Benchmark for evaluating OpenSpace on [GDPVal](https://huggingface.co/datasets/openai/gdpval) (220 occupational tasks across 44 occupations and 9 sectors). Measures token savings from skill accumulation by running each task twice:

- **Phase 1** — Cold start. Skills accumulate as tasks run sequentially.
- **Phase 2** — Warm start. Re-run all tasks with the full Phase 1 skill library.

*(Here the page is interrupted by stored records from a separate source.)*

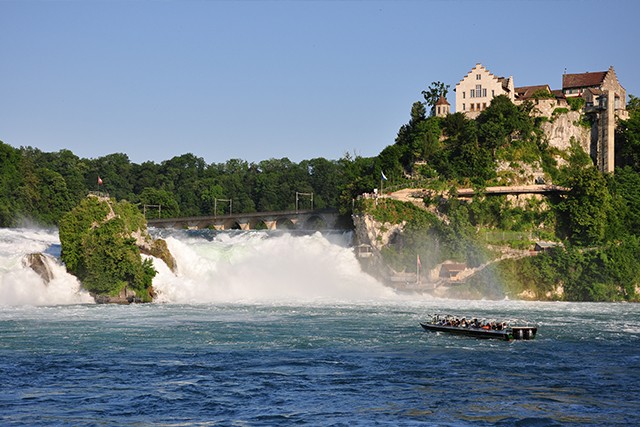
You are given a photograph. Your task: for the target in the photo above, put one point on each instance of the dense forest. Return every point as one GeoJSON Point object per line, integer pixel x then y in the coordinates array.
{"type": "Point", "coordinates": [38, 187]}
{"type": "Point", "coordinates": [597, 223]}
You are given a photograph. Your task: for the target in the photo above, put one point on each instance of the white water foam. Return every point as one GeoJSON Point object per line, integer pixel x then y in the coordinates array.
{"type": "Point", "coordinates": [256, 268]}
{"type": "Point", "coordinates": [250, 267]}
{"type": "Point", "coordinates": [20, 285]}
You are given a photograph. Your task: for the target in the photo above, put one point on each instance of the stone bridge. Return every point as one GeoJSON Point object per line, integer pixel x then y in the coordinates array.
{"type": "Point", "coordinates": [288, 220]}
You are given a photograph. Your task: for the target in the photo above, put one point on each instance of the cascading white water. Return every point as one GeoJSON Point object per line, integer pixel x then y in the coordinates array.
{"type": "Point", "coordinates": [257, 267]}
{"type": "Point", "coordinates": [247, 267]}
{"type": "Point", "coordinates": [20, 285]}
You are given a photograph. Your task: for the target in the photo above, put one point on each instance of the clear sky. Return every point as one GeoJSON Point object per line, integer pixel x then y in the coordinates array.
{"type": "Point", "coordinates": [256, 80]}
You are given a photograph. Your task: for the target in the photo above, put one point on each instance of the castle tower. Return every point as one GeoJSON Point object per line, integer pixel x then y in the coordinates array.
{"type": "Point", "coordinates": [443, 108]}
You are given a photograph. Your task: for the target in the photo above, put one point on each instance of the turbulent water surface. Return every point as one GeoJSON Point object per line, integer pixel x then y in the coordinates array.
{"type": "Point", "coordinates": [286, 330]}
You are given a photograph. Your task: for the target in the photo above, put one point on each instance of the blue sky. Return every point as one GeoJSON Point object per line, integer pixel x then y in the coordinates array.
{"type": "Point", "coordinates": [256, 80]}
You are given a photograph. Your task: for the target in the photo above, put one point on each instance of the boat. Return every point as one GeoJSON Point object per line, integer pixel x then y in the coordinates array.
{"type": "Point", "coordinates": [481, 328]}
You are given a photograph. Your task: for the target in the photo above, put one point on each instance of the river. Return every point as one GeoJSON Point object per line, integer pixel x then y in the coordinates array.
{"type": "Point", "coordinates": [262, 330]}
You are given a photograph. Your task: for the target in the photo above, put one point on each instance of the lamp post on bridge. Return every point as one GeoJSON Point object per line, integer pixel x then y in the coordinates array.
{"type": "Point", "coordinates": [215, 206]}
{"type": "Point", "coordinates": [303, 194]}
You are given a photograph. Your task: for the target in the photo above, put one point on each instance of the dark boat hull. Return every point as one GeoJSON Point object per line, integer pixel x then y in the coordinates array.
{"type": "Point", "coordinates": [518, 333]}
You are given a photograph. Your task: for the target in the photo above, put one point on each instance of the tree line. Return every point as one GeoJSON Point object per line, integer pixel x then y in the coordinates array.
{"type": "Point", "coordinates": [39, 187]}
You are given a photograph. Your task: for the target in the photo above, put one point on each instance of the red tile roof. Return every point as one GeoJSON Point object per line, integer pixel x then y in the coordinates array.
{"type": "Point", "coordinates": [442, 101]}
{"type": "Point", "coordinates": [570, 81]}
{"type": "Point", "coordinates": [526, 92]}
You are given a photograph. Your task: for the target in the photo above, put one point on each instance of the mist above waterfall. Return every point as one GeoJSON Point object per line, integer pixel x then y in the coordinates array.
{"type": "Point", "coordinates": [259, 267]}
{"type": "Point", "coordinates": [20, 285]}
{"type": "Point", "coordinates": [224, 267]}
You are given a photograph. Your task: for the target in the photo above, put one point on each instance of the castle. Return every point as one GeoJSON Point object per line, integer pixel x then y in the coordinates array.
{"type": "Point", "coordinates": [604, 96]}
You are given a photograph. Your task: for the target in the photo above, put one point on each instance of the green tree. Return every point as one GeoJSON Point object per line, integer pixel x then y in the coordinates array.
{"type": "Point", "coordinates": [98, 247]}
{"type": "Point", "coordinates": [433, 94]}
{"type": "Point", "coordinates": [585, 210]}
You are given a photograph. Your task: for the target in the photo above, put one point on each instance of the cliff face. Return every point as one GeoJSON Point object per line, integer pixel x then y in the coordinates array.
{"type": "Point", "coordinates": [565, 127]}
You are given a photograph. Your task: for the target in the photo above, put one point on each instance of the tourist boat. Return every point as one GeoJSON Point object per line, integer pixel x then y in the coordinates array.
{"type": "Point", "coordinates": [480, 328]}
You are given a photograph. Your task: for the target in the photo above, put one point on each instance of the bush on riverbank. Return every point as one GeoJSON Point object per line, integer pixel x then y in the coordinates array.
{"type": "Point", "coordinates": [99, 247]}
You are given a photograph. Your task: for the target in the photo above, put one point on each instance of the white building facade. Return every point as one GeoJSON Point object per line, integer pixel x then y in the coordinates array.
{"type": "Point", "coordinates": [478, 87]}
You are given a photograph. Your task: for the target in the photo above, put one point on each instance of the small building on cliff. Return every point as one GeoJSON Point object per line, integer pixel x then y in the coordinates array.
{"type": "Point", "coordinates": [605, 103]}
{"type": "Point", "coordinates": [478, 87]}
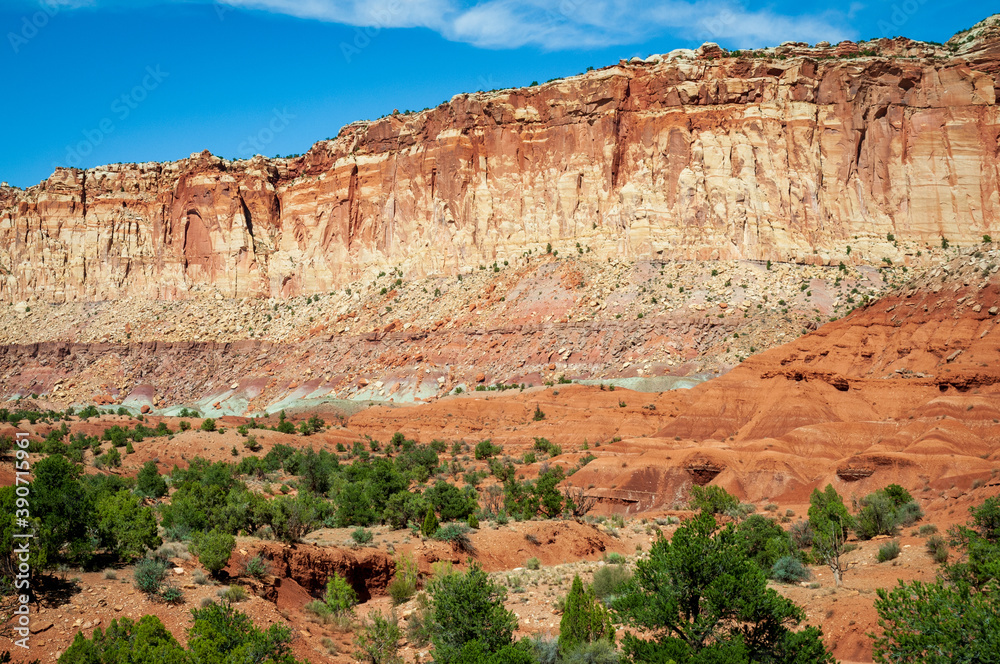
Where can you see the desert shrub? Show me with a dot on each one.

Evaluation uses [ClawWork](https://github.com/HKUDS/ClawWork)'s LLM evaluator (same rubrics, same 0.6 payment cliff).

## Project Layout

```
parent/
├── OpenSpace/                   ← this repo
│   └── gdpval_bench/            ← this directory
└── ClawWork/                    ← required
    ├── eval/meta_prompts/       ← evaluation rubrics
    └── livebench/data/agent_data/  ← ClawWork agent results (for leaderboard)
```

## Setup

```bash
pip install -e . && pip install datasets
git clone https://github.com/HKUDS/ClawWork.git ../ClawWork
pip install -r gdpval_bench/requirements-eval.txt
export OPENROUTER_API_KEY="sk-or-..."
export EVALUATION_API_KEY="sk-..."
```

## Run

```bash
python -u -m gdpval_bench.run_benchmark \
  --task-list gdpval_bench/tasks_50.json \
  --model openrouter/qwen/qwen3.5-plus-02-15 \
  --use-clawwork-productivity \
  --clawwork-root ../ClawWork \
  --resume
```

Key flags: `--phase1-only`, `--phase2-only`, `--no-eval`, `--concurrency N`, `--max-tasks N`, `--prefetch-only`, `--dry-run`.

## Included Data

```
skills/                        # evolved skills
.openspace/openspace.db        # skill & tool quality DB (auto-generated during evolution)
```

`skills/` contains the full skill library produced by evolution — each subdirectory holds a `SKILL.md`. `.openspace/openspace.db` tracks skill lineage, tool quality records, and execution analyses accumulated across benchmark runs.

## Output

```
results/<run_name>/
├── phase1_results.jsonl      # per-task Phase 1
├── phase2_results.jsonl      # per-task Phase 2
├── comparison.jsonl          # Phase 1 vs Phase 2 deltas
├── summary.json              # aggregate statistics
├── skills_snapshot.json      # skills after Phase 1
├── config.json               # run config
├── workspace/                # agent working directories
└── recordings/               # execution trajectories
```

## Analyze

```bash
python -m gdpval_bench.calc_subset_performance
```

Produces leaderboard (OpenSpace vs ClawWork agents), head-to-head comparison, and token savings breakdown.

## Task List

- **[`tasks_50.json`](tasks_50.json)** — 50 task IDs (deterministic subset of GDPVal-220).
- **[`tasks_50_full.jsonl`](tasks_50_full.jsonl)** — Full task data downloaded from [HuggingFace](https://huggingface.co/datasets/openai/gdpval). One JSON object per line with all original fields (`task_id`, `sector`, `occupation`, `prompt`, `reference_files`, `reference_file_urls`, `rubric_json`, etc.). Covers all 9 sectors and 44 occupations.